Single-center, retrospective study.

CONCLUSIONS

ERCP is effective for treating postoperative BLs. Location of a BL and placement of a biliary stent are the best predictors of endoscopic treatment success.

摘要

背景

内镜逆行胰胆管造影术(ERCP)在治疗胆囊切除术后胆漏(BL)方面是有效的,但在肝胆外科手术后(HBS)的数据较少。

目的

确定 ERCP 治疗 HBS 后 BL 与胆囊切除术后 BL 的有效性,并确定与治疗成功相关的因素。

设计

回顾性队列。

设置

学术三级转诊中心。

患者

2001 年至 2009 年因胆囊切除术后或 HBS 后 BL 而行 ERCP 治疗的患者。

干预措施

ERCP。

主要观察指标

单次 ERCP 后 BL 的缓解情况。

结果

共确定 223 例患者,排除 46 例。
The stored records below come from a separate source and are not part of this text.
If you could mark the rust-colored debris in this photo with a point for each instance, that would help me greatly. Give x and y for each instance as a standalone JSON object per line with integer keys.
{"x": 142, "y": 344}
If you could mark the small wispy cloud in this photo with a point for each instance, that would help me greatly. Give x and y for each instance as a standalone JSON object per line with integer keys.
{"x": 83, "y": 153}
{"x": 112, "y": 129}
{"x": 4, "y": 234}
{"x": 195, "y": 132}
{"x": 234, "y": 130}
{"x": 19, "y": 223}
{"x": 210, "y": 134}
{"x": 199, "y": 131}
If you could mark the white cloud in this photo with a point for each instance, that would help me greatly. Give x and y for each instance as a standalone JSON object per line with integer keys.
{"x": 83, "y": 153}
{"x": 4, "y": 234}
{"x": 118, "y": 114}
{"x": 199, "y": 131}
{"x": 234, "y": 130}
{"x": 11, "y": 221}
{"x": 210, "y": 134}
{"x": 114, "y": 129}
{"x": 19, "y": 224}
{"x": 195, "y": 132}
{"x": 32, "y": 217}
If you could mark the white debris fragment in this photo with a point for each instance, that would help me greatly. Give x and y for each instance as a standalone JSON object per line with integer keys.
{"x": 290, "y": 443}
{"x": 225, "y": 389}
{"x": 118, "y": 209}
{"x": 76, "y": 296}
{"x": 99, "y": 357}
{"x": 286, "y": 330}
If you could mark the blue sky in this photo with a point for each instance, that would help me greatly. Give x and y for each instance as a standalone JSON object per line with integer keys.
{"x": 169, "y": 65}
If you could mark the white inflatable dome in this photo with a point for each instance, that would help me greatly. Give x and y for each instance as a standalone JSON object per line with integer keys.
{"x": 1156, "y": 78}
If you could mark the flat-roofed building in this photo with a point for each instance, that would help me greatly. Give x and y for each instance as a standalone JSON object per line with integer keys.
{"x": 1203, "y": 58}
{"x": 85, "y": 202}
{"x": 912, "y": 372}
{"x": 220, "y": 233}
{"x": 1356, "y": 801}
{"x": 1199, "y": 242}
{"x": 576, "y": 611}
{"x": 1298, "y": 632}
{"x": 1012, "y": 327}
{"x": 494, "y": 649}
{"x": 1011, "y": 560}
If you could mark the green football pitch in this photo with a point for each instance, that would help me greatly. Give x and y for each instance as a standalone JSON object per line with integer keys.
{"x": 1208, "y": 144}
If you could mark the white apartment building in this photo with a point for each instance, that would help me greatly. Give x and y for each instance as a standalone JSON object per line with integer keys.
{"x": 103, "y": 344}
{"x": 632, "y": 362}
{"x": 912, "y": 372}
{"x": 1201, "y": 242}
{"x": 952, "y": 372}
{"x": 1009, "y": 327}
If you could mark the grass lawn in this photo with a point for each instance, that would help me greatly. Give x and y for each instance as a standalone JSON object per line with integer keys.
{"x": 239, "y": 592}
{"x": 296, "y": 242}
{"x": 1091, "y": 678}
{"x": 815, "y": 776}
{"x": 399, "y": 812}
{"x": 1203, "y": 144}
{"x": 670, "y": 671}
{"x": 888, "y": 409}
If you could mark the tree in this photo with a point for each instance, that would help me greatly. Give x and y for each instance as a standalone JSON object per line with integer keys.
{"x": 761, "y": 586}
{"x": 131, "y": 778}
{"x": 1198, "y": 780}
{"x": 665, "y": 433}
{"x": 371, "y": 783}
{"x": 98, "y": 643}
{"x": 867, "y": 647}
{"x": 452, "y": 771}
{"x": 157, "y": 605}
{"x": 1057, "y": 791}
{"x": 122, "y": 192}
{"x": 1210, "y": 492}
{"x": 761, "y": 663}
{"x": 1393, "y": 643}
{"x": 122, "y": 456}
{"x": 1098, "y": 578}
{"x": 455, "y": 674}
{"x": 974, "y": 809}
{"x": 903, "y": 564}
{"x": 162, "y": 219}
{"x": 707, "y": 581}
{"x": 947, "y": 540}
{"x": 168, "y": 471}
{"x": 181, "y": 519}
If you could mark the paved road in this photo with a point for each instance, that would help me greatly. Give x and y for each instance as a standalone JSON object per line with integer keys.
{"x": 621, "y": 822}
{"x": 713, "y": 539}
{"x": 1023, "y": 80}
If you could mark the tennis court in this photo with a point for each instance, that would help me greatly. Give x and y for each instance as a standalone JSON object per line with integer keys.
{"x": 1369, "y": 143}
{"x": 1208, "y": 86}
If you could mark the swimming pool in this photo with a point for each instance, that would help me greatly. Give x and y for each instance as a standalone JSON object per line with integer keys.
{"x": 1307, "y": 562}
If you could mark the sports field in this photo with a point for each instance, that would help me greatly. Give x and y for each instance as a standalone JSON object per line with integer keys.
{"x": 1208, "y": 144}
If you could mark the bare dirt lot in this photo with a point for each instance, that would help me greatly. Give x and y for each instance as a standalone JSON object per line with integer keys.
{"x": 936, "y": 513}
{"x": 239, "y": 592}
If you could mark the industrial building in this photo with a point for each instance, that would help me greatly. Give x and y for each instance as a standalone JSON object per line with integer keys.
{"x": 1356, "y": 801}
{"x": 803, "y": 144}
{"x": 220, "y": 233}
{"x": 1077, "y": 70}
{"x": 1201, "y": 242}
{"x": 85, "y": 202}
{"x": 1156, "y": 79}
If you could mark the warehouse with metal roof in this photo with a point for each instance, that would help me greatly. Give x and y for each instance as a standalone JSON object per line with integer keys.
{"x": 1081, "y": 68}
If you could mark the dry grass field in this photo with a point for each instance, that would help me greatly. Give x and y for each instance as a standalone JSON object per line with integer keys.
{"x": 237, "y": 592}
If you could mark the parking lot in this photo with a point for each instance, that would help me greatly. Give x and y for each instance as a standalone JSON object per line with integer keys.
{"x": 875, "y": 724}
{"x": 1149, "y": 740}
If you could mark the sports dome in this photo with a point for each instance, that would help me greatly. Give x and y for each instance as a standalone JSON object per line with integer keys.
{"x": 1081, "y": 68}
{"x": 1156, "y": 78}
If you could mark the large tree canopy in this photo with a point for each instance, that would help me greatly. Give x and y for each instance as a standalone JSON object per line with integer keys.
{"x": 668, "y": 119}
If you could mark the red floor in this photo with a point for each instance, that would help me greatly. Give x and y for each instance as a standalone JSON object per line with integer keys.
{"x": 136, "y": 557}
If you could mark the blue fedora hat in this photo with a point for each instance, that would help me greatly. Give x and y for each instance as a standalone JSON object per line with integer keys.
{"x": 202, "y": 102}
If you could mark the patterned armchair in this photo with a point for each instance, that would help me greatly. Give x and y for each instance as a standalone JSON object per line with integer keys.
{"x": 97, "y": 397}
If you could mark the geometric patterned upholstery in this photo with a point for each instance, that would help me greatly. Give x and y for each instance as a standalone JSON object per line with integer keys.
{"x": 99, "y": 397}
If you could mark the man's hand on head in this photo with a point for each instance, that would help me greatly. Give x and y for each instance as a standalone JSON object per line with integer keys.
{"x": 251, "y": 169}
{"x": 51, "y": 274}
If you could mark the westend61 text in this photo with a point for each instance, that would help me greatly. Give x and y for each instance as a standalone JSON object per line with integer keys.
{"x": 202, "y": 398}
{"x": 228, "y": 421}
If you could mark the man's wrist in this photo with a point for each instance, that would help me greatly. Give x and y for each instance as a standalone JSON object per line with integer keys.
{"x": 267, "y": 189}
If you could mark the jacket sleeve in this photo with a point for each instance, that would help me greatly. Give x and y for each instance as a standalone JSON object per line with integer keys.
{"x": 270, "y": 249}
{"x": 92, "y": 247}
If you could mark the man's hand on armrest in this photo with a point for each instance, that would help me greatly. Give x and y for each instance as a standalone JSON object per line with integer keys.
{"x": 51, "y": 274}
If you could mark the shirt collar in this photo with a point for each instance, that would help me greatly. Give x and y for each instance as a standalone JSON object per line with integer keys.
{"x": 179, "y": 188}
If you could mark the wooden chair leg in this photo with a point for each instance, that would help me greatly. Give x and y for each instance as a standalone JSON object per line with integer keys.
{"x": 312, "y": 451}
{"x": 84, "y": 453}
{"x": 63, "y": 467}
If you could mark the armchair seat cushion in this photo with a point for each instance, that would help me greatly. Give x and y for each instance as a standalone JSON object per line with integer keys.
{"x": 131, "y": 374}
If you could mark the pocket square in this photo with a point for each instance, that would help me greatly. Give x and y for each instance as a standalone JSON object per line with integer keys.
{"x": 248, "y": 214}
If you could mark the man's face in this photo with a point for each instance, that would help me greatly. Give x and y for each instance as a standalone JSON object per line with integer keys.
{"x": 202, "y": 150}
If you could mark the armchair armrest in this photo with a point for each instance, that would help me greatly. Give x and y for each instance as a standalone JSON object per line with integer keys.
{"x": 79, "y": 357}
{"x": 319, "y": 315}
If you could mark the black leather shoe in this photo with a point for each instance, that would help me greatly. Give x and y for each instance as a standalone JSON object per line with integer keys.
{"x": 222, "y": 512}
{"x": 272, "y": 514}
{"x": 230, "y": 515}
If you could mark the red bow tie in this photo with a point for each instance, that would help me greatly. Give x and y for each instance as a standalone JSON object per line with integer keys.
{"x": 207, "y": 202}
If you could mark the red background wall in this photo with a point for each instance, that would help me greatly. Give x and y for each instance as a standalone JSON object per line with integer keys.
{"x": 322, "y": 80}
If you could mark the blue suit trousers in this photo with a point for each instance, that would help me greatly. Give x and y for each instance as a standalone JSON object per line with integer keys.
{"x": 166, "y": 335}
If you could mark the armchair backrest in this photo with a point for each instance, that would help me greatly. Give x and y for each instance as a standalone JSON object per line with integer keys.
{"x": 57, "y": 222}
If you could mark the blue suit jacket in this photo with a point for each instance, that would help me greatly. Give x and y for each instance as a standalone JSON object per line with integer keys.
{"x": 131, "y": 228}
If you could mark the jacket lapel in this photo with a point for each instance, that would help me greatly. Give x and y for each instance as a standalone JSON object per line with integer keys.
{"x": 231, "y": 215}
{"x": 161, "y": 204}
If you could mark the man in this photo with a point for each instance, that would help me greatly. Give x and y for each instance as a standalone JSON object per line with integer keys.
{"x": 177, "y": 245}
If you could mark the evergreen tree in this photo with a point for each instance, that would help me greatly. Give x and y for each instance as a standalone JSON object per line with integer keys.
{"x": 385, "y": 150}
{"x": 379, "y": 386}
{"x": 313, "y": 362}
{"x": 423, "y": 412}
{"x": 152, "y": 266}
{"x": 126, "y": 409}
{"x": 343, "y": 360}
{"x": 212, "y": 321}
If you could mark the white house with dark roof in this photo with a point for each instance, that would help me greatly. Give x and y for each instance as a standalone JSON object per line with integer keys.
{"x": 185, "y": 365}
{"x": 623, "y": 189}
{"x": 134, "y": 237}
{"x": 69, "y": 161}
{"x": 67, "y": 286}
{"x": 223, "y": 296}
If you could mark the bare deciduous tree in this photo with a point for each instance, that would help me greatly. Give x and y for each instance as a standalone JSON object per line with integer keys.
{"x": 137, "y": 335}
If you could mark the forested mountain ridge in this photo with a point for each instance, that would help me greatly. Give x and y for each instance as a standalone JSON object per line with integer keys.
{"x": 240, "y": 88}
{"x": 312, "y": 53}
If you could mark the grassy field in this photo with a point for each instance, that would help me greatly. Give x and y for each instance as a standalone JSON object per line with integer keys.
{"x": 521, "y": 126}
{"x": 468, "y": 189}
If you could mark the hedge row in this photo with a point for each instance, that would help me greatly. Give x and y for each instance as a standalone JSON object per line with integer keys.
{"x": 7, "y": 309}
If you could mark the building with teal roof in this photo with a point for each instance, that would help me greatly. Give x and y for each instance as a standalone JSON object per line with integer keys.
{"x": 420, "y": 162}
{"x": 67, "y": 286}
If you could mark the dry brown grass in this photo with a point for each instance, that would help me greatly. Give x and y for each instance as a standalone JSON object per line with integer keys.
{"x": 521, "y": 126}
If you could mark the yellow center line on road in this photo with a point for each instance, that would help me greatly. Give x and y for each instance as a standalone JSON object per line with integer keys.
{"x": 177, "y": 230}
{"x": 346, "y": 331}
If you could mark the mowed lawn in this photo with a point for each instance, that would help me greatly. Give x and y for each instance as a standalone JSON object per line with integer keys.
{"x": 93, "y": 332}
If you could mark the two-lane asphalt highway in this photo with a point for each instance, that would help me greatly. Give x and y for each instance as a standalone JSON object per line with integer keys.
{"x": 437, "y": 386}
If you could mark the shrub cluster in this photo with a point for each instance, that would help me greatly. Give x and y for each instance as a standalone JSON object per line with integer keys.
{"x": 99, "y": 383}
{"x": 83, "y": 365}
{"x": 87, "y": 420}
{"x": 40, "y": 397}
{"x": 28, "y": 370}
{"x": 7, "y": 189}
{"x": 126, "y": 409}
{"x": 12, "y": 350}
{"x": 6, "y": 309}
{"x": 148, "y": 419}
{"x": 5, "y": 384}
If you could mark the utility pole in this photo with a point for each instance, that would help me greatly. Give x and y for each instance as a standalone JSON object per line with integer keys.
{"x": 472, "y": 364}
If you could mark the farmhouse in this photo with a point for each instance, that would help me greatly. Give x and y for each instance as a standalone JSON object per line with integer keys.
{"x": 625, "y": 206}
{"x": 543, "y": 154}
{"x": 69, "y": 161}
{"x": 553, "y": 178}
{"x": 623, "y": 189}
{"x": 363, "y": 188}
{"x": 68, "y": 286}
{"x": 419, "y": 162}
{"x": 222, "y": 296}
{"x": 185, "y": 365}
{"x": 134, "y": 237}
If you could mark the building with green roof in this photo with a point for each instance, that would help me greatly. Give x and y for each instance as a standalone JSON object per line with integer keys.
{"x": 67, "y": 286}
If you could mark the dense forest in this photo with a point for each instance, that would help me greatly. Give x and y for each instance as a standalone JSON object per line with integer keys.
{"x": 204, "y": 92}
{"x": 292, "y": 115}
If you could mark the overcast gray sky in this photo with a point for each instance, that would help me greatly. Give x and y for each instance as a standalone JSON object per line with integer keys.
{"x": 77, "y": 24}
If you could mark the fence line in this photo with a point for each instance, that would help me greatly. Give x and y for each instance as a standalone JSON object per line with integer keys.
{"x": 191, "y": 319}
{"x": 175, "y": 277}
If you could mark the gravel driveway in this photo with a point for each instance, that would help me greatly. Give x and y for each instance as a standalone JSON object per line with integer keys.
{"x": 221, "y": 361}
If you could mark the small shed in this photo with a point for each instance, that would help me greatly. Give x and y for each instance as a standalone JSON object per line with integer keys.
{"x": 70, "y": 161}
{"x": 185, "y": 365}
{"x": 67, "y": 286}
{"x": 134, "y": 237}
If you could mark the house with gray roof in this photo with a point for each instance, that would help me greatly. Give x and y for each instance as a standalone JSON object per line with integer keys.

50 例行 ERCP 治疗 HBS 后 BL,127 例行 CCY 后 BL。89%的患者单次 ERCP 即可成功缓解 BL。HBS 患者中有 7 例(14%)和 CCY 患者中有 12 例(9%)失败(P =.379)。多次 ERCP 后,CCY 组成功率提高至 95%,HBS 组提高至 86%(P =.033)。HBS 患者进行了 30%更多的 ERCP(P =.049)。ERCP 治疗胆囊管或 Luschka 胆管 BL 的成功率高 3.3 倍(P =.028)。放置胆道支架的患者有更高的成功机会(优势比 71.0,P <.001)。手术史或胆道括约肌切开术并不影响结果。每次进行额外的 ERCP,治疗失败的可能性增加 3.5 倍(P <.001)。

局限性

单中心,回顾性研究。

结论

ERCP 治疗术后 BL 有效。BL 位置和胆道支架的放置是内镜治疗成功的最佳预测指标。